Al escuchar la música, mi mente se desconecta del interior del camión, las voces de los pasajeros se diluyen y por el cristal sucio-rayado-decorado las imágenes desfilan: un super mercado cuyo nombre recuerda a una pared, el café-restaurante que siempre lo acompaña. Hoteles que debieron ser de lujo, pero nunca lo lograron. Restaurantes que fueron, pero ahora son sólo espacios olvidados. La Iglesia de Santa Juanita. La colonia Santa Elena. Los antros de “mala reputación” que algún día fueron y hoy sólo son cemento derruido, despintado, arrumbado, que tan sólo recuerdan el esplendor de los teiboldans. Bodegas. Pequeños sembradíos ahorcados. Dos jóvenes toman cerveza afuera de su casa mientras ven pasar a la gente y los autos. Interconexión con otras avenidas perpendiculares.

El paisaje no es alentador, es incluso deprimente, es quizá el espejo de Tezcatlipoca mostrándonos la realidad y recordándonos que la heterotopía más grande de Toluca es la Toluca como una ciudad moderna la que ha dejado de ser la provincia, como lo anuncia el arco de bienvenida. El espejo humeante muestra el reflejo de nuestra esencia: Somos esa ciudad en espera de ser.

Finalmente arribo a mi destino: Zapata, el fin y el inicio del Paseo Tollocan; la salida a México, la llegada a Toluca; la entrada a San Mateo Atenco; la salida de Lerma; el paso de los tráilers; la entrada a la zona industrial, la plancha de concreto donde se alza una extraña construcción en forma de pirámide que sostiene un asta bandera siempre vacía; a un lado el arco olvidado de los años treinta que reza Toluca es la provincia y la provincia es la patria.

Me siento en las bancas junto al arco y pienso que sus palabras son una suerte de hechizo. Toluca no ha logrado desligarse de su ser provinciano, afirmación que se comprueba cuando sus habitantes nos percatamos de que tenemos conocidos mutuos, así como en los pueblos, todos se conocen, entonces es común escuchar el término Puebluca, otros se refieren a la ciudad como “Toluca es un pañuelo, pero con mocos”. Aunado a esta característica pueblerina, es indispensable visualizar que los múltiples intentos de convertirla en una gran metrópoli se han quedado en eso, intentos.

Mis pensamientos regresan a Zapata, espacio de aproximadamente una hectárea y que es todo menos Zapata. Sí, la estatua del Gral. Emiliano Zapata estuvo alguna vez, justo ahí, donde ahora se encuentra el asta-vacía-oxidada. Montado en su caballo, daba la bienvenida a la ciudad; la gente indicaba a los choferes “me baja ahí donde está Zapata”, pero ya no está y la gente sigue solicitando su parada en Zapata.

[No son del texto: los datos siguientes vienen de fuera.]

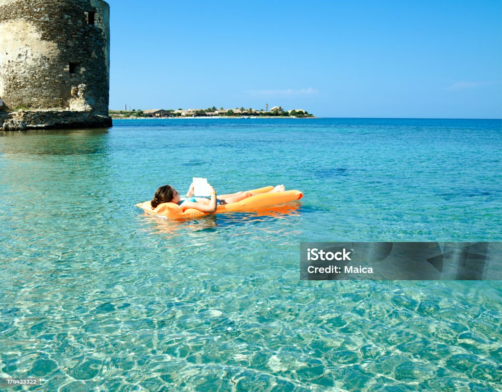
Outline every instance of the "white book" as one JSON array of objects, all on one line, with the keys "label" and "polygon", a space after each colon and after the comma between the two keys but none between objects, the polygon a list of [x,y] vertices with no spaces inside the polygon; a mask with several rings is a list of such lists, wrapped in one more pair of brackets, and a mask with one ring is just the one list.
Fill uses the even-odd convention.
[{"label": "white book", "polygon": [[209,184],[207,178],[192,177],[193,181],[193,195],[195,196],[208,196],[211,195]]}]

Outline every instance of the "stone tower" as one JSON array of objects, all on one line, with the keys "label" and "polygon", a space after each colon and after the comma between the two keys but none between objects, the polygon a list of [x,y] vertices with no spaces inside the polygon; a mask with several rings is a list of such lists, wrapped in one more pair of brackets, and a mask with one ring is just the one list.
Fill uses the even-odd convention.
[{"label": "stone tower", "polygon": [[109,13],[102,0],[0,0],[4,109],[22,109],[28,127],[30,112],[48,122],[42,111],[64,125],[111,125]]}]

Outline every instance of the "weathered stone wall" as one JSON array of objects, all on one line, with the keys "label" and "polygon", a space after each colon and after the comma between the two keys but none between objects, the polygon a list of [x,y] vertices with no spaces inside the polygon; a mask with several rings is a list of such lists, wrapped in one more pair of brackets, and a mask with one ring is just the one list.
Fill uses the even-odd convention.
[{"label": "weathered stone wall", "polygon": [[0,116],[0,130],[110,126],[111,119],[108,116],[85,111],[20,110],[4,117]]},{"label": "weathered stone wall", "polygon": [[[8,108],[107,116],[109,75],[106,3],[0,0],[0,98]],[[84,95],[72,96],[79,85]]]}]

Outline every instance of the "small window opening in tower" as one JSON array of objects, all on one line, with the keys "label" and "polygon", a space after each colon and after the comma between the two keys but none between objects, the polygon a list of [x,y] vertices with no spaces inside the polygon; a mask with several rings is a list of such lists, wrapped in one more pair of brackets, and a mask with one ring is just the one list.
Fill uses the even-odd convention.
[{"label": "small window opening in tower", "polygon": [[70,73],[79,73],[80,72],[80,63],[70,63]]},{"label": "small window opening in tower", "polygon": [[87,23],[89,25],[94,25],[96,19],[96,13],[89,12],[87,14]]}]

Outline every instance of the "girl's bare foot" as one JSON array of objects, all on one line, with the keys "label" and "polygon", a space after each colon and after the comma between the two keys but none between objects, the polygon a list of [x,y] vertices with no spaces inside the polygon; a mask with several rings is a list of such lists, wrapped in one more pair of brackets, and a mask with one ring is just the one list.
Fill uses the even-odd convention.
[{"label": "girl's bare foot", "polygon": [[272,193],[275,192],[284,192],[286,188],[284,188],[284,186],[281,184],[280,185],[277,185],[270,191],[270,193]]}]

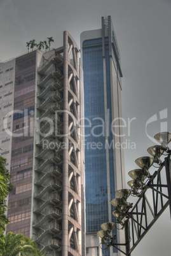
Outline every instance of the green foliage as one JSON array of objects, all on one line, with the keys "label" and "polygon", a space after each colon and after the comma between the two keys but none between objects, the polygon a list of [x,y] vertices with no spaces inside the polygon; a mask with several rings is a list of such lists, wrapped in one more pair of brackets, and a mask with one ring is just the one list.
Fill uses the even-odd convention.
[{"label": "green foliage", "polygon": [[38,245],[22,234],[8,232],[0,237],[0,256],[41,256]]},{"label": "green foliage", "polygon": [[33,50],[34,47],[37,45],[35,42],[36,42],[35,39],[31,40],[29,42],[31,43],[31,48],[32,49],[32,50]]},{"label": "green foliage", "polygon": [[50,49],[50,43],[51,42],[54,42],[54,39],[53,38],[53,36],[51,36],[50,38],[47,38],[48,39],[48,44],[49,46],[47,45],[46,41],[40,41],[39,43],[36,43],[36,40],[35,39],[33,39],[32,40],[31,40],[29,42],[26,42],[26,47],[27,47],[28,49],[28,52],[29,52],[29,48],[33,50],[33,48],[34,46],[38,47],[39,50],[41,50],[43,48],[44,49],[45,46],[46,52],[47,49],[49,48]]},{"label": "green foliage", "polygon": [[41,50],[41,48],[44,49],[44,42],[43,41],[40,41],[39,43],[37,45],[37,47],[38,48],[39,50]]},{"label": "green foliage", "polygon": [[53,38],[53,36],[51,36],[50,38],[47,38],[48,39],[48,43],[49,43],[49,48],[50,49],[50,43],[51,42],[54,42],[54,39]]},{"label": "green foliage", "polygon": [[4,231],[6,224],[9,223],[5,215],[8,209],[6,198],[13,189],[13,185],[10,183],[12,176],[6,169],[5,164],[6,159],[0,156],[0,235]]}]

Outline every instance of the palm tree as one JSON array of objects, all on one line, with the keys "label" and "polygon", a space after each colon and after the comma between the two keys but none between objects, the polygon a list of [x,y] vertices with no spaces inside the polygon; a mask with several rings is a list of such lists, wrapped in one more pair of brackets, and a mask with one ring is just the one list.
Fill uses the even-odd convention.
[{"label": "palm tree", "polygon": [[0,237],[0,255],[36,256],[43,255],[37,248],[37,244],[22,234],[8,232],[6,236]]},{"label": "palm tree", "polygon": [[31,41],[26,42],[26,47],[27,47],[28,52],[29,52],[29,48],[30,48]]},{"label": "palm tree", "polygon": [[33,39],[32,40],[31,40],[29,42],[31,43],[31,48],[32,49],[32,51],[34,47],[37,45],[35,41],[36,41],[35,39]]},{"label": "palm tree", "polygon": [[49,48],[50,49],[50,43],[51,42],[54,42],[54,39],[53,38],[53,36],[51,36],[50,38],[47,38],[47,39],[48,39],[48,43],[49,43]]},{"label": "palm tree", "polygon": [[44,49],[44,42],[43,41],[40,41],[39,43],[37,45],[37,47],[39,50],[41,50],[41,48]]},{"label": "palm tree", "polygon": [[49,48],[49,46],[48,46],[48,45],[47,45],[46,41],[44,41],[44,45],[45,45],[45,49],[46,49],[46,52],[47,49]]},{"label": "palm tree", "polygon": [[5,164],[6,159],[0,156],[0,236],[5,231],[6,224],[10,222],[5,214],[8,209],[6,198],[13,190],[13,185],[10,183],[12,176],[6,169]]}]

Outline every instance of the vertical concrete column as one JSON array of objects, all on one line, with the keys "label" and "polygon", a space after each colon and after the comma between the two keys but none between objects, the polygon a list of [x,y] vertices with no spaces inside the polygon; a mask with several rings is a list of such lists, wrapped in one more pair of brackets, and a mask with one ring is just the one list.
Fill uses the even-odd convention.
[{"label": "vertical concrete column", "polygon": [[81,241],[81,231],[78,231],[78,243],[79,253],[81,255],[82,241]]},{"label": "vertical concrete column", "polygon": [[64,91],[63,91],[63,142],[66,146],[63,150],[62,165],[62,256],[67,256],[68,246],[68,36],[64,32]]}]

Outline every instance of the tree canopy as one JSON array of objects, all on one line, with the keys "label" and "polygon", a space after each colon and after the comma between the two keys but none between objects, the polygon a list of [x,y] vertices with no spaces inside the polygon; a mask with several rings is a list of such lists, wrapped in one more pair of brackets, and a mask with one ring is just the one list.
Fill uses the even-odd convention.
[{"label": "tree canopy", "polygon": [[51,42],[54,42],[54,39],[53,38],[53,36],[50,36],[50,38],[47,38],[48,40],[48,44],[49,46],[47,45],[46,41],[40,41],[39,43],[36,43],[36,39],[33,39],[31,40],[29,42],[26,42],[26,47],[27,47],[28,49],[28,52],[29,52],[29,48],[32,49],[33,50],[33,48],[34,46],[36,46],[39,50],[41,50],[41,48],[43,48],[45,47],[46,52],[48,48],[50,50],[50,44]]},{"label": "tree canopy", "polygon": [[0,256],[41,256],[38,245],[22,234],[8,232],[0,237]]}]

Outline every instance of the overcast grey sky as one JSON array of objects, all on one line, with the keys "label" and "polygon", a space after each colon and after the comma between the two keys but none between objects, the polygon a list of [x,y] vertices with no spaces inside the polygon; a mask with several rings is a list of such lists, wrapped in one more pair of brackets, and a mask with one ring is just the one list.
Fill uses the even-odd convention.
[{"label": "overcast grey sky", "polygon": [[[127,148],[128,142],[136,145],[125,152],[128,181],[134,160],[155,144],[148,136],[160,132],[163,122],[171,131],[171,0],[0,0],[0,60],[26,52],[25,42],[33,38],[38,43],[53,36],[52,47],[60,46],[65,30],[79,45],[81,32],[100,28],[101,17],[108,15],[121,52],[123,117],[136,118],[130,134],[124,130]],[[170,237],[167,210],[132,255],[144,256],[146,250],[147,256],[169,256]]]}]

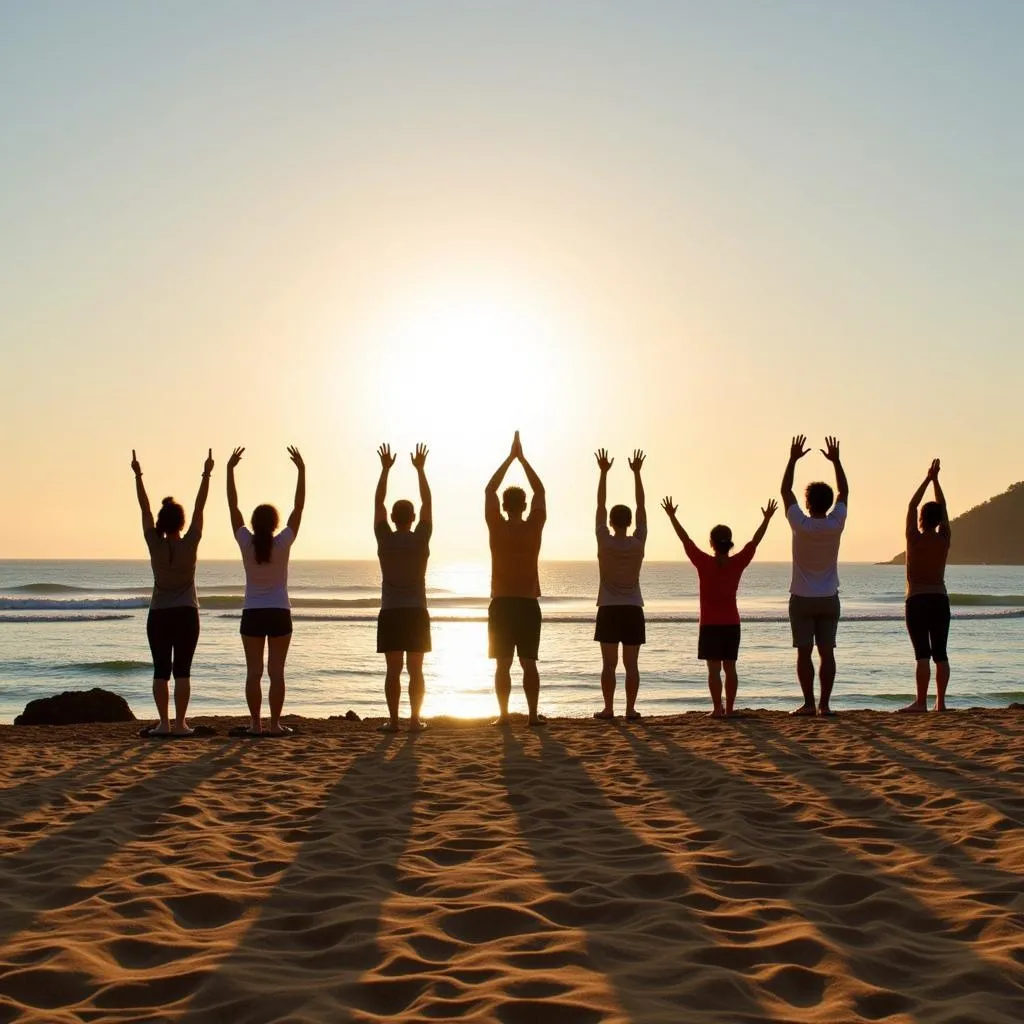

Para conmemorar el centenario de la Revolución Mexicana, el gobierno del Estado de México decidió mover la estatua hacia el camellón central, el cual divide los carriles de alta velocidad del Paseo Tollocan, no, ahí nadie lo visita, nadie se saca fotos, se encuentra en un lugar inaccesible. Y no, ese espacio no es Zapata. Zapata se quedó un kilómetro atrás, ahí donde lo colocaron en 1976.

Jugada política, movimiento estratégico para evitar las manifestaciones. Prohibir sin hacerlo, las muestras de respeto por parte de la población prozapatista, sí entiéndase que se bloqueó el derecho a convertir el monumento en el símbolo de lo cotidiano, de la libertad y la lucha por una sociedad más justa.